Epigenomic Markers for Heritable Risk of Preeclampsia

Preeclampsia (PE) affects 8–10% of women in the US. Long-term consequences include development of maternal hypertension and hypertension in offspring. The familial risk of PE is well established, though underlying mechanisms are unknown. In this study, our goal was to identify differentially methylated genes common to both maternal peripheral blood cells (MPBCs) and placental tissue of fetal origin in order to determine potential epigenomic markers of heritable PE risk.

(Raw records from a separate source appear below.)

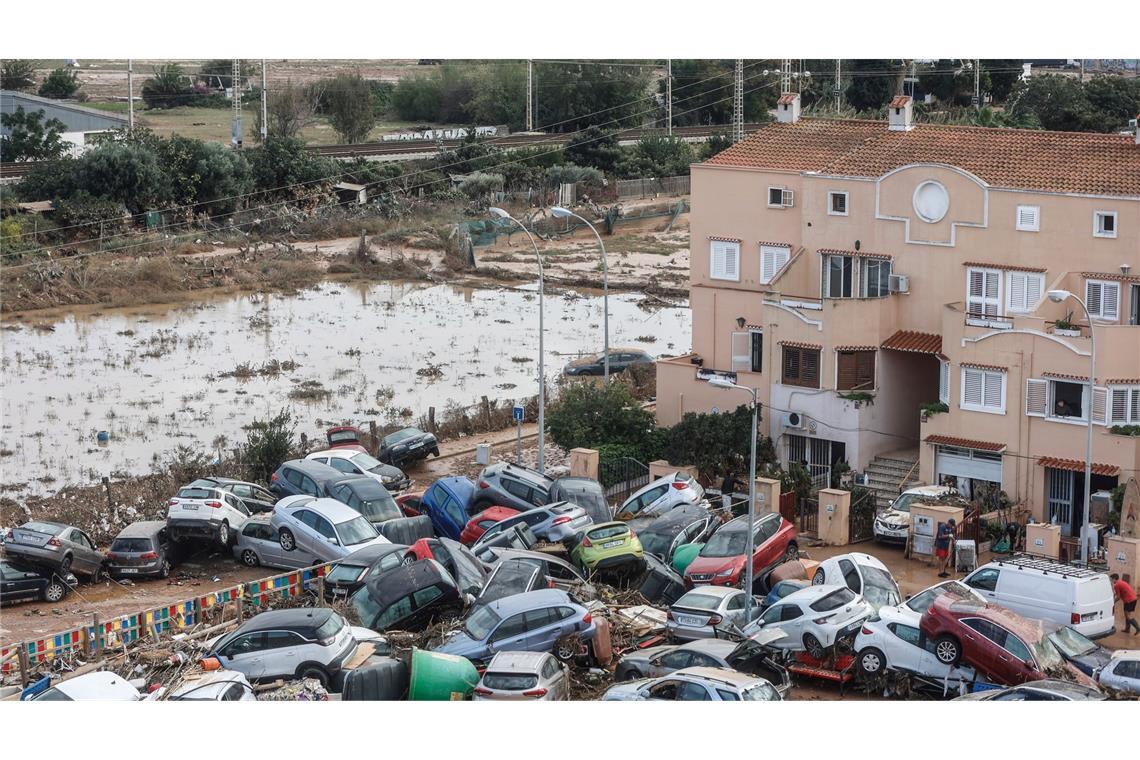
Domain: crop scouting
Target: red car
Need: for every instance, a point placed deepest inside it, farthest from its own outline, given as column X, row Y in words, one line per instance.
column 1004, row 647
column 479, row 524
column 722, row 560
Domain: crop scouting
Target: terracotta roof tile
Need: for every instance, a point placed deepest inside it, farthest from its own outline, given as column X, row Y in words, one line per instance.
column 1033, row 160
column 914, row 342
column 1077, row 465
column 965, row 442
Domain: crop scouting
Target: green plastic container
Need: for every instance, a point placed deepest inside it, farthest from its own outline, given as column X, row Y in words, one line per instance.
column 684, row 555
column 439, row 677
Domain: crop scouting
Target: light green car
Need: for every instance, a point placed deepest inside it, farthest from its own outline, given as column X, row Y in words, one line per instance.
column 607, row 546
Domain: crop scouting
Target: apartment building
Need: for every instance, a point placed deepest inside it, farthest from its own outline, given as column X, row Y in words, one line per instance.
column 857, row 271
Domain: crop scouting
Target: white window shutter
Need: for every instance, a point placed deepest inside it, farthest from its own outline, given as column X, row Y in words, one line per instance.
column 1100, row 406
column 1036, row 392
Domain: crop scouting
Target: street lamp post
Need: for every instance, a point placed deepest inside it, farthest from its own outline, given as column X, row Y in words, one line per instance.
column 718, row 382
column 562, row 213
column 1058, row 296
column 542, row 364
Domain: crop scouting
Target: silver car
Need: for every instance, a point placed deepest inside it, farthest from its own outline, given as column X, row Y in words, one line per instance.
column 322, row 528
column 258, row 544
column 515, row 676
column 55, row 546
column 700, row 612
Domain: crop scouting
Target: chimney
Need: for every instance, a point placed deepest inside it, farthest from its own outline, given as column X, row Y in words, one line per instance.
column 901, row 114
column 788, row 108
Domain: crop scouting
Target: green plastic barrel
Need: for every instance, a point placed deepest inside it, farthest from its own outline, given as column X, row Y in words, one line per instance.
column 684, row 555
column 439, row 677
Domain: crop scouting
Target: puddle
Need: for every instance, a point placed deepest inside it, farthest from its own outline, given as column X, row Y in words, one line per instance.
column 161, row 377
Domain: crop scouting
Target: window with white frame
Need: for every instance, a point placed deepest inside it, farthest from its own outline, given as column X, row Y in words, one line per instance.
column 772, row 260
column 1102, row 299
column 838, row 276
column 1124, row 405
column 983, row 390
column 983, row 292
column 724, row 260
column 1028, row 219
column 1104, row 223
column 876, row 276
column 1024, row 291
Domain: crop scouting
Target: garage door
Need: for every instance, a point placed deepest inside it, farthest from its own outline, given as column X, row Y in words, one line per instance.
column 968, row 463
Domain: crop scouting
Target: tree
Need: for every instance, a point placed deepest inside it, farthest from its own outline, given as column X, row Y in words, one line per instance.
column 591, row 415
column 167, row 89
column 60, row 83
column 32, row 137
column 17, row 75
column 349, row 107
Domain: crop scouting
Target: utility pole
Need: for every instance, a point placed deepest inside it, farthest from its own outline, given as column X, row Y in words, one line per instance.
column 530, row 95
column 738, row 103
column 130, row 95
column 235, row 89
column 265, row 104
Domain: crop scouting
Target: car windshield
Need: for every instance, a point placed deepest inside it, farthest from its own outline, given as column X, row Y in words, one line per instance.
column 698, row 601
column 481, row 622
column 725, row 544
column 833, row 601
column 355, row 531
column 365, row 462
column 1071, row 643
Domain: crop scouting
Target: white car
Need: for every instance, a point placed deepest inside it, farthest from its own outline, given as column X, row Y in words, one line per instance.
column 661, row 496
column 322, row 528
column 214, row 686
column 863, row 574
column 1122, row 671
column 814, row 619
column 695, row 685
column 894, row 523
column 202, row 509
column 296, row 643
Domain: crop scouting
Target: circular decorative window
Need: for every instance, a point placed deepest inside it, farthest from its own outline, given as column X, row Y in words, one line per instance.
column 931, row 202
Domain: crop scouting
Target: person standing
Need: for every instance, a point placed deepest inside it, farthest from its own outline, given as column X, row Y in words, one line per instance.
column 944, row 545
column 1123, row 590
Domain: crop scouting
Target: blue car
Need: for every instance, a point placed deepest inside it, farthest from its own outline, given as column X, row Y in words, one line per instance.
column 447, row 504
column 535, row 621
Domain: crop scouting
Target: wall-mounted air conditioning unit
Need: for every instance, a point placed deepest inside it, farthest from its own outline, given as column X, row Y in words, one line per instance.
column 795, row 421
column 898, row 284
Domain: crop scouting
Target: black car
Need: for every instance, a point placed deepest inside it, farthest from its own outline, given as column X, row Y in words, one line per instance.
column 347, row 575
column 620, row 359
column 21, row 582
column 407, row 446
column 586, row 492
column 368, row 497
column 408, row 598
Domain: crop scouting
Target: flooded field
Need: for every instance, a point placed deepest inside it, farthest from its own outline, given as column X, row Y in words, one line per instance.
column 156, row 377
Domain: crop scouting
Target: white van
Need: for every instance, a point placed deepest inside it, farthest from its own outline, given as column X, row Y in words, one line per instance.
column 1045, row 589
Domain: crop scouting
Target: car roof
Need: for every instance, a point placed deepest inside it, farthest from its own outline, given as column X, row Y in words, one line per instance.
column 292, row 618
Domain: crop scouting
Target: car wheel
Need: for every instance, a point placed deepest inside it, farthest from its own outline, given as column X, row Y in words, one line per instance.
column 813, row 646
column 55, row 591
column 314, row 671
column 871, row 661
column 947, row 650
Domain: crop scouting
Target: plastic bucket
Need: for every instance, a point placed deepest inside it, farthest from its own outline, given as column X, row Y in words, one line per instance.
column 438, row 677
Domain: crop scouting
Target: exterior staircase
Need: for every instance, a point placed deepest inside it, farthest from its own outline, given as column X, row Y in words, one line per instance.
column 886, row 472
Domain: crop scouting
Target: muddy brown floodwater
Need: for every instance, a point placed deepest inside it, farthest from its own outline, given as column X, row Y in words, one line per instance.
column 156, row 377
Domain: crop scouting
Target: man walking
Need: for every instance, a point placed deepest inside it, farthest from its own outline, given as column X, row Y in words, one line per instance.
column 944, row 545
column 1123, row 590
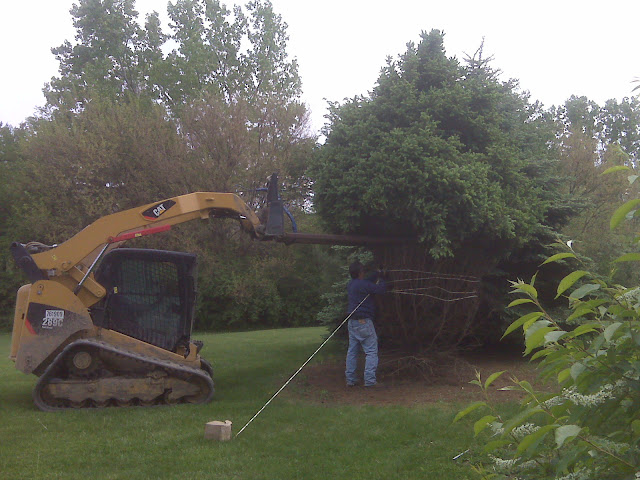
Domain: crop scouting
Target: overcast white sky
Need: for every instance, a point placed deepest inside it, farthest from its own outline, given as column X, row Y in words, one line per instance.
column 555, row 48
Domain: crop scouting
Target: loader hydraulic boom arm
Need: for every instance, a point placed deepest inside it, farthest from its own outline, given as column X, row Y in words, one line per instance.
column 71, row 262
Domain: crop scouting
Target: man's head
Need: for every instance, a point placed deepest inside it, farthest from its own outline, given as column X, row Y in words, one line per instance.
column 356, row 269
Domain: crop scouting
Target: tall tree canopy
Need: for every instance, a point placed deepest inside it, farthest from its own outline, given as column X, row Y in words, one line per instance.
column 138, row 114
column 439, row 150
column 447, row 154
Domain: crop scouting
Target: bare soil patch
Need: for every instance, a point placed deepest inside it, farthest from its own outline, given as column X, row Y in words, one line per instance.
column 412, row 381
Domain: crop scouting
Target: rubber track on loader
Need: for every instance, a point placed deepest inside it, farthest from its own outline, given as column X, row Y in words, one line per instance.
column 176, row 370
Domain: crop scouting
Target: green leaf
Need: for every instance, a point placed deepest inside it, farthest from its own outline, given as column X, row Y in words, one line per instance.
column 569, row 280
column 521, row 417
column 565, row 432
column 521, row 321
column 494, row 445
column 580, row 292
column 585, row 328
column 526, row 288
column 520, row 301
column 530, row 439
column 558, row 256
column 482, row 423
column 468, row 410
column 617, row 168
column 553, row 337
column 576, row 370
column 629, row 257
column 611, row 330
column 536, row 339
column 492, row 378
column 622, row 212
column 563, row 375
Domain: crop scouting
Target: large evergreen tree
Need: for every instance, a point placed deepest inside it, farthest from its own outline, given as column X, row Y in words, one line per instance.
column 456, row 159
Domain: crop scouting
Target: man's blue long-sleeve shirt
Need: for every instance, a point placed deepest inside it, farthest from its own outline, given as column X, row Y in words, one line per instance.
column 358, row 289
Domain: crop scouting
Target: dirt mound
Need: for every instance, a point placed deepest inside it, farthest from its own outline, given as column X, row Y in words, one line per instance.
column 416, row 380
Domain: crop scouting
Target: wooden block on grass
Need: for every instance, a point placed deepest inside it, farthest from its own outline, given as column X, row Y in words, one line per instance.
column 217, row 430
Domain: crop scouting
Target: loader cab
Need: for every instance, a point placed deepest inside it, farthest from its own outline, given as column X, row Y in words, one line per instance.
column 150, row 295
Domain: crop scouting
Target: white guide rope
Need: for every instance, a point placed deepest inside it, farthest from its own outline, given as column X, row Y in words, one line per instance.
column 301, row 367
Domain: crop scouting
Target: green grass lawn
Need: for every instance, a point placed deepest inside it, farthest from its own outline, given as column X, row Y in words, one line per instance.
column 289, row 440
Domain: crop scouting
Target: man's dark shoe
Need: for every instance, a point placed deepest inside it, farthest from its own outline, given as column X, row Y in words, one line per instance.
column 376, row 385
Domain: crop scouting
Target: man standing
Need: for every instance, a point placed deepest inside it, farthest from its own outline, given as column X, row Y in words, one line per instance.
column 362, row 333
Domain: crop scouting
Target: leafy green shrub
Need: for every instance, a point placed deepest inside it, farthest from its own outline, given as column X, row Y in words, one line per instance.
column 587, row 425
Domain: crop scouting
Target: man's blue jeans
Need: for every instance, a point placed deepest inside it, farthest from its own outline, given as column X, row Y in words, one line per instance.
column 362, row 336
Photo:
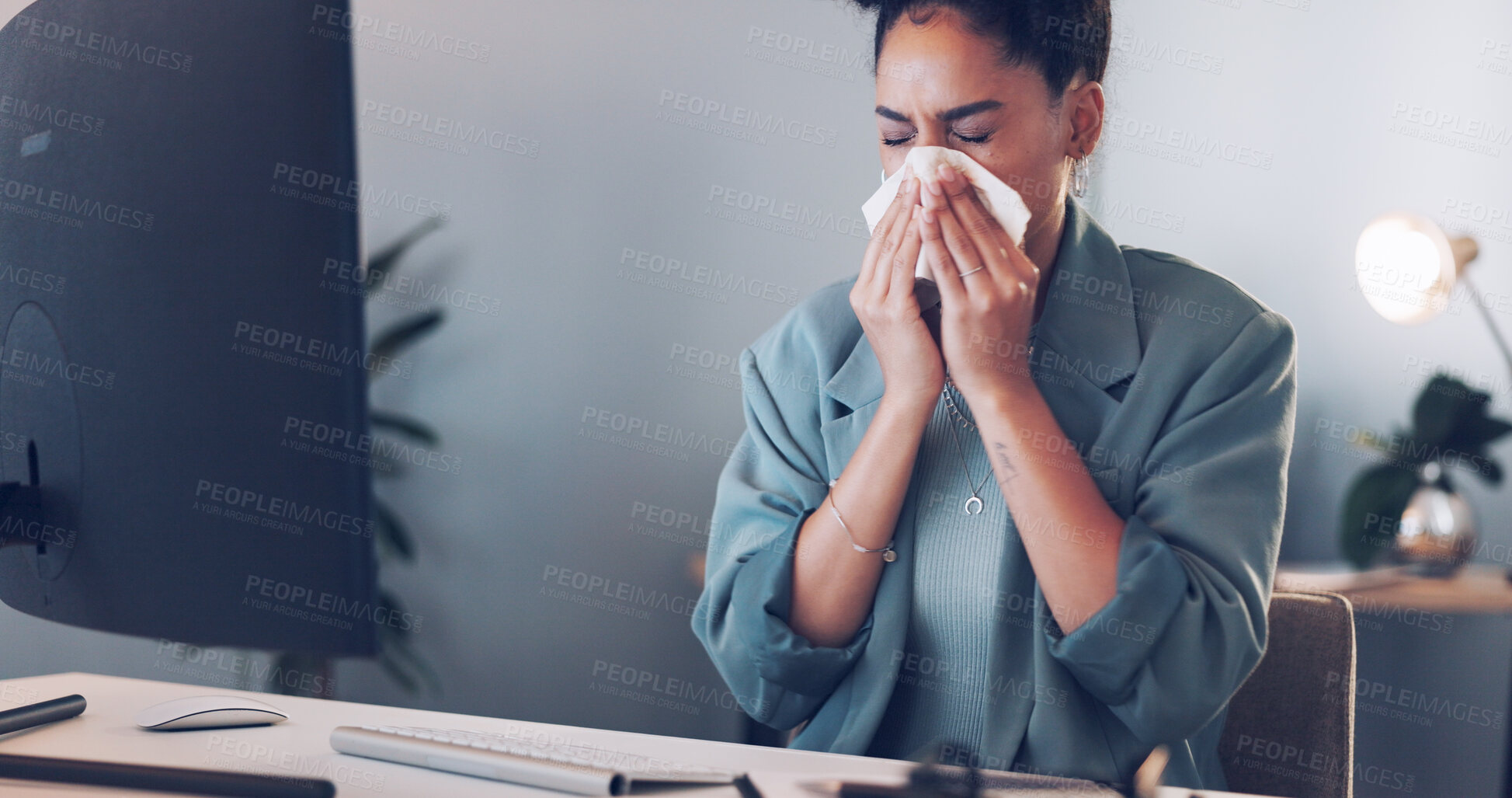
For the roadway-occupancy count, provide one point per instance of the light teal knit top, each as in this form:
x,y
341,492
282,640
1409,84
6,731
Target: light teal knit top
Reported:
x,y
942,683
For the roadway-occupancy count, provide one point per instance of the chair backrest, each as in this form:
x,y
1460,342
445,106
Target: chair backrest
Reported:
x,y
1290,729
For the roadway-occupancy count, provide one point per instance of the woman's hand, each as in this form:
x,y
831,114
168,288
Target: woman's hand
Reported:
x,y
985,314
884,300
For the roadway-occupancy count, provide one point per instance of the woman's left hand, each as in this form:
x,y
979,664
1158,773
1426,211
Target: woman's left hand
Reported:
x,y
985,314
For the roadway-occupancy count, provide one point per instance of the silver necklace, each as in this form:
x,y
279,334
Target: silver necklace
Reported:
x,y
956,415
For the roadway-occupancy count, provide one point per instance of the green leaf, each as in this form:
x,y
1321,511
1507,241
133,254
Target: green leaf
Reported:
x,y
1371,511
405,332
388,260
404,424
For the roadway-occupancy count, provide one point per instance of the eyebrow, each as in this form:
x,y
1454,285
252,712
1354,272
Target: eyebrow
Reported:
x,y
948,116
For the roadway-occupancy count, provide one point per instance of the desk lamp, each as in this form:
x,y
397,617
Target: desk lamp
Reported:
x,y
1406,268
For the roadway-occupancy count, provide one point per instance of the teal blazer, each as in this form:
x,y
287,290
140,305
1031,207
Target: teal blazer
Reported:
x,y
1178,389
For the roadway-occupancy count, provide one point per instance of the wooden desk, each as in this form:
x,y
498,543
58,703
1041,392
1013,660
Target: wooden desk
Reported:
x,y
300,747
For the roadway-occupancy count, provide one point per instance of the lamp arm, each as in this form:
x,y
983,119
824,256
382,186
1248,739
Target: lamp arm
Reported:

Methylation quantification of individual CpG dinucleotides in MPBCs and placental tissue from women with and without PE was determined using the Illumina Infinium methylation array (n=6/group). Gain of methylation was seen in 218 CpG dinucleotides from MPBCs, and ~34% of these changes were also present in placenta. Significant methylation loss was observed in 123 CpG dinucleotides, and ~28% of changes were also present in placenta. Validation of methylation was determined by bisulfite sequencing. Differentially methylated loci were primarily located in non-CpG island regions of genes with known roles in angiogenesis, inflammation and metabolic regulation. This study provides novel evidence for the mechanisms underlying heritable risk for PE, implicating differential transgenerational DNA methylation in key genes associated with the etiology and consequences of PE and suggest that these may serve as novel biomarkers for PE screening.